The other battleground is between Sun and Microsoft - in other words, Java and Windows CE. Sun is planning future handheld devices, running Java manufactured by companies such as Psion and Nokia.

Microsoft seems to be in the commanding position, particularly if it can introduce true scalability between the handheld devices and Windows running on the desktop. But it isn't just a question of cramming in the features. One analyst said the PalmPC might actually be uncomfortably complex and buggy - two potential problems ironically similar to the Newton's.

'It's called the kitchen sink approach,' says the analyst. 'Why should you buy a handheld that is really a crippled notebook?' It's a question that both Compaq and HP should be asking.

So, at one level is the 'handwriting tablet' market with pricing at around #300. At another are Windows CE-based 'sub-notebooks', starting at #700.

But according to Psion, neither of these is a true palmtop PC - using the criteria that it must have a keyboard and be able to fit into the user's pocket. Psion reckons it will be able to plug the gap with its own Series 5 model, a sub-#500 unit which runs a 32-bit operating system and is upgradable to 8Mb Ram.

'There is not just one market for palmtops,' says a representative from Psion. 'There are a number of markets and we are perfectly placed.' He says Psion has been fortunate in not competing directly with Microsoft.

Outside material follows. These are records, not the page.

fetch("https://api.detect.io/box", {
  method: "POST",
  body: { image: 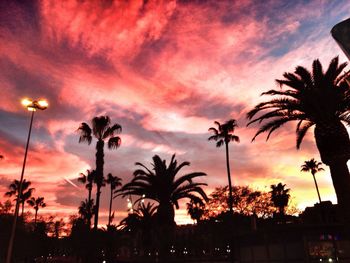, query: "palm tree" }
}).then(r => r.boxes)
[247,57,350,214]
[78,170,96,203]
[78,116,122,230]
[118,154,208,226]
[5,179,34,216]
[119,202,158,231]
[208,119,239,215]
[27,197,46,225]
[106,173,122,227]
[78,170,96,228]
[270,183,290,216]
[78,199,95,228]
[186,200,205,224]
[301,158,324,203]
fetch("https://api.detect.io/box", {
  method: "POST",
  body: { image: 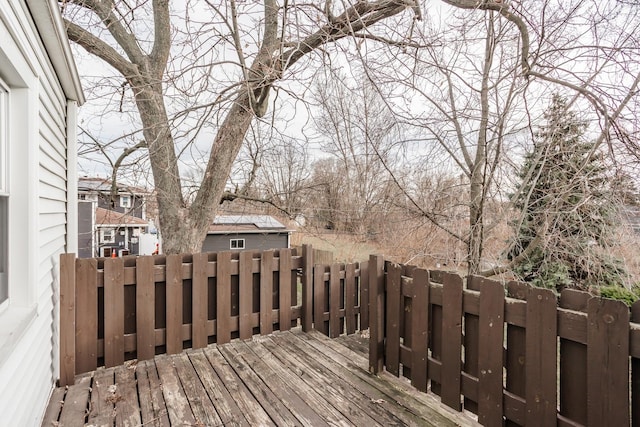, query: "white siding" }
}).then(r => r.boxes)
[0,0,75,426]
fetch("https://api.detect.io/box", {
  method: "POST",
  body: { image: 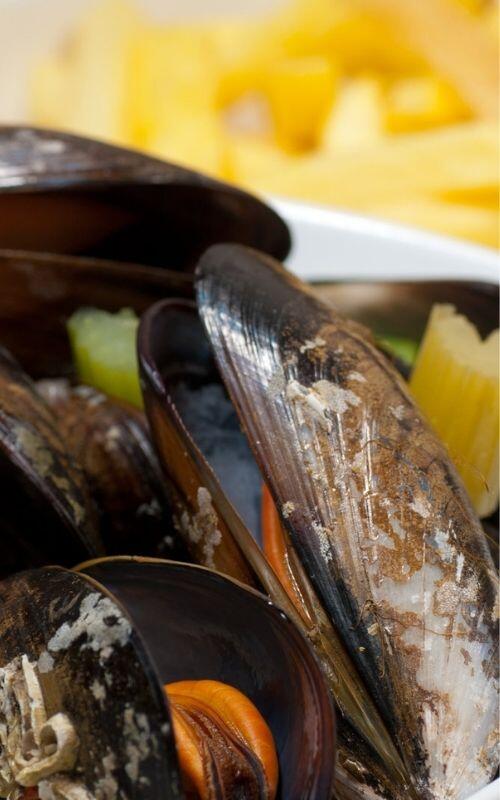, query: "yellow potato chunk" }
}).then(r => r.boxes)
[323,76,385,152]
[385,75,468,133]
[410,305,499,517]
[267,56,336,152]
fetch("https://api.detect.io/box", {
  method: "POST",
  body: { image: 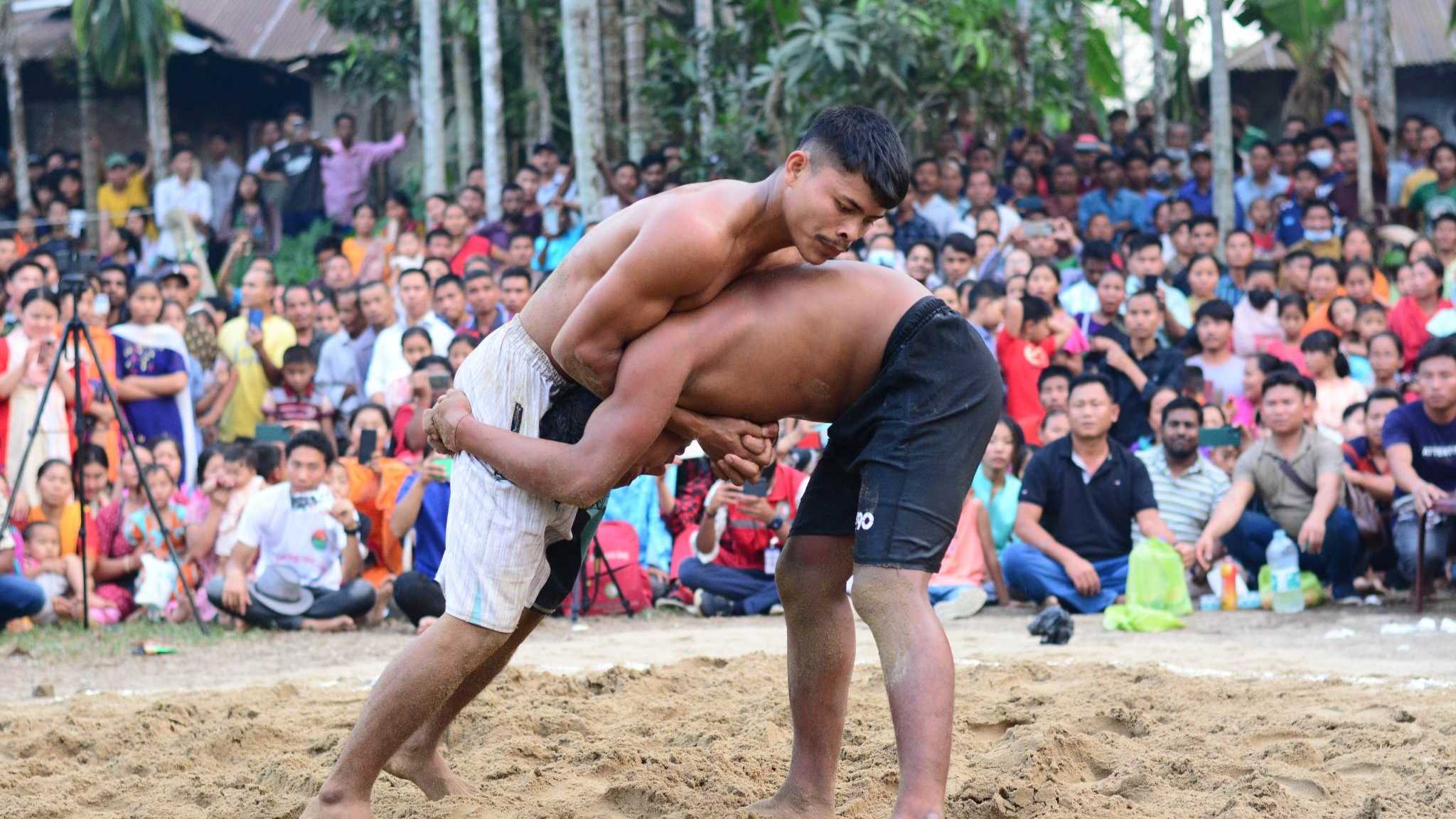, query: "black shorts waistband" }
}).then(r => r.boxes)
[879,296,961,370]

The early versions of Windows CE, he says, did compete with Psion - but since then they have added more bulk to the operating system, and the size of the units that run them. 'Windows CE started life as a consumer-based operating system,' he says 'But it has moved away from that towards the corporate desktop.'

The representative claims Psion has less need to link into existing back-office applications. Instead, if it is being used by a business, it will run specific applications for it, whereas the strategy with Microsoft is to link up its systems. The other place Microsoft is competing is at the low end against 3Com. He says: '3Com is in for a very rough time once it comes head to head with Microsoft.' It's a view that many in the industry would share.

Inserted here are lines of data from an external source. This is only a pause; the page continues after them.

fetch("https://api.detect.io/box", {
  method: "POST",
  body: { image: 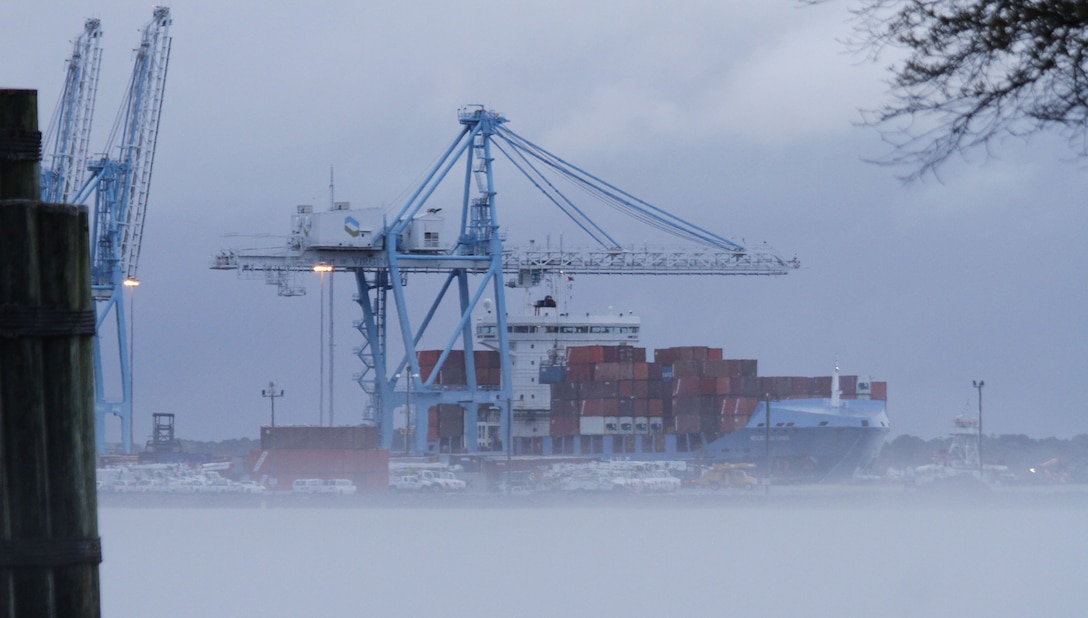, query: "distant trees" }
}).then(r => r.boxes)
[813,0,1088,180]
[870,434,1088,482]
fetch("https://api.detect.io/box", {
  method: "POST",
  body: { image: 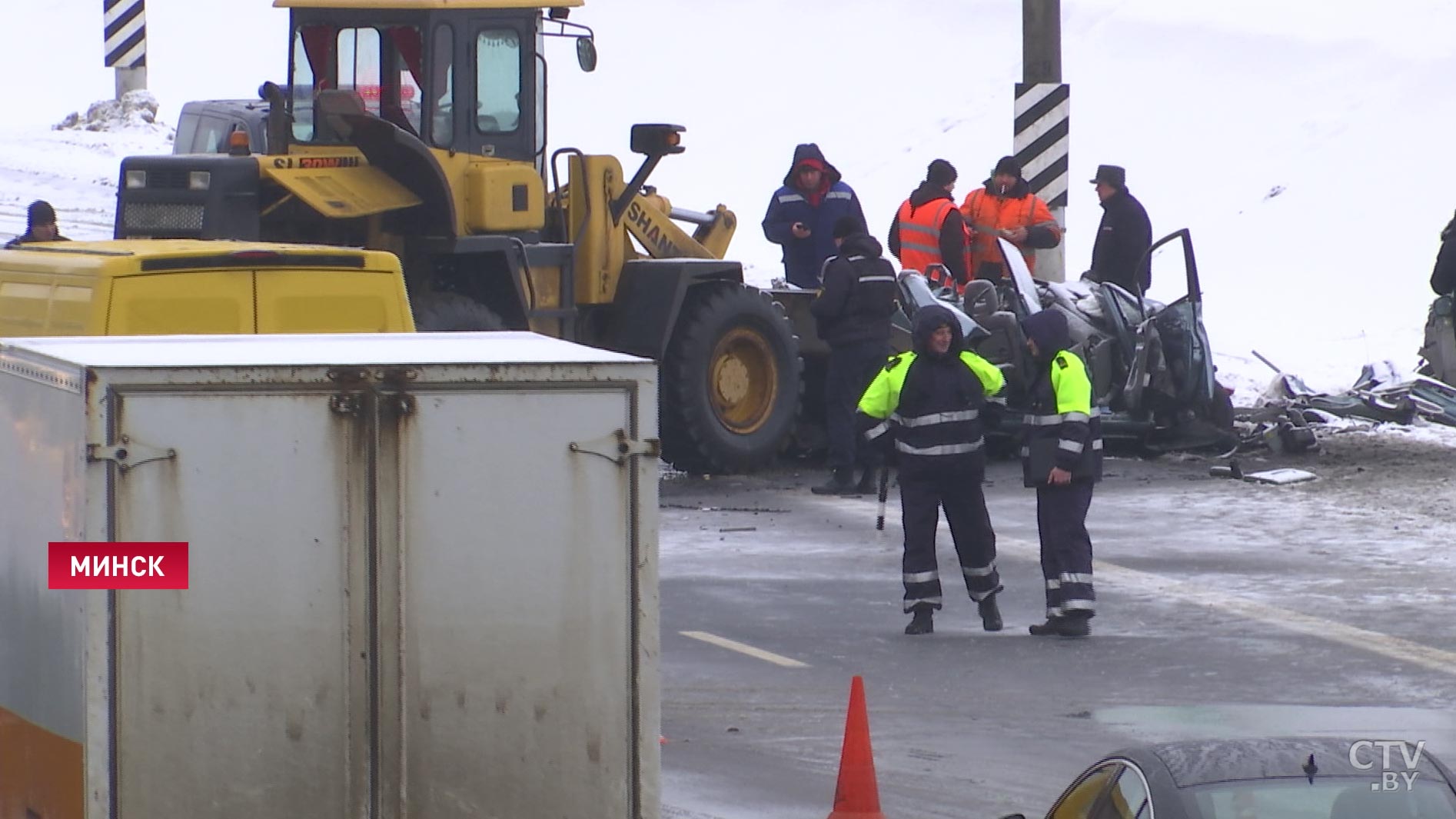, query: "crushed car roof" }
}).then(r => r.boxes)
[1112,737,1444,787]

But Martin Clarke, sales director at Lapland, says the high-end Windows CE-based machines are driving the market for dealers. 'As yet there isn't the volume to really impact on notebook sales,' he says. 'As the price comes down, volumes will increase alongside, rather than at the expense of, conventional notebooks.' He says the driving force is the extension of Windows into the mobile sphere and that it will create problems for any manufacturers lacking that capability.

The danger for Psion lies in getting squeezed between these two different market sectors - but equally there is a chance it will fragment still further.

There is no typical customer and no one has yet designed a PC that appeals to everyone. Sales are set to increase at a reasonable rate, but for dealers this is a still a volatile niche market - as Apple knows only too well.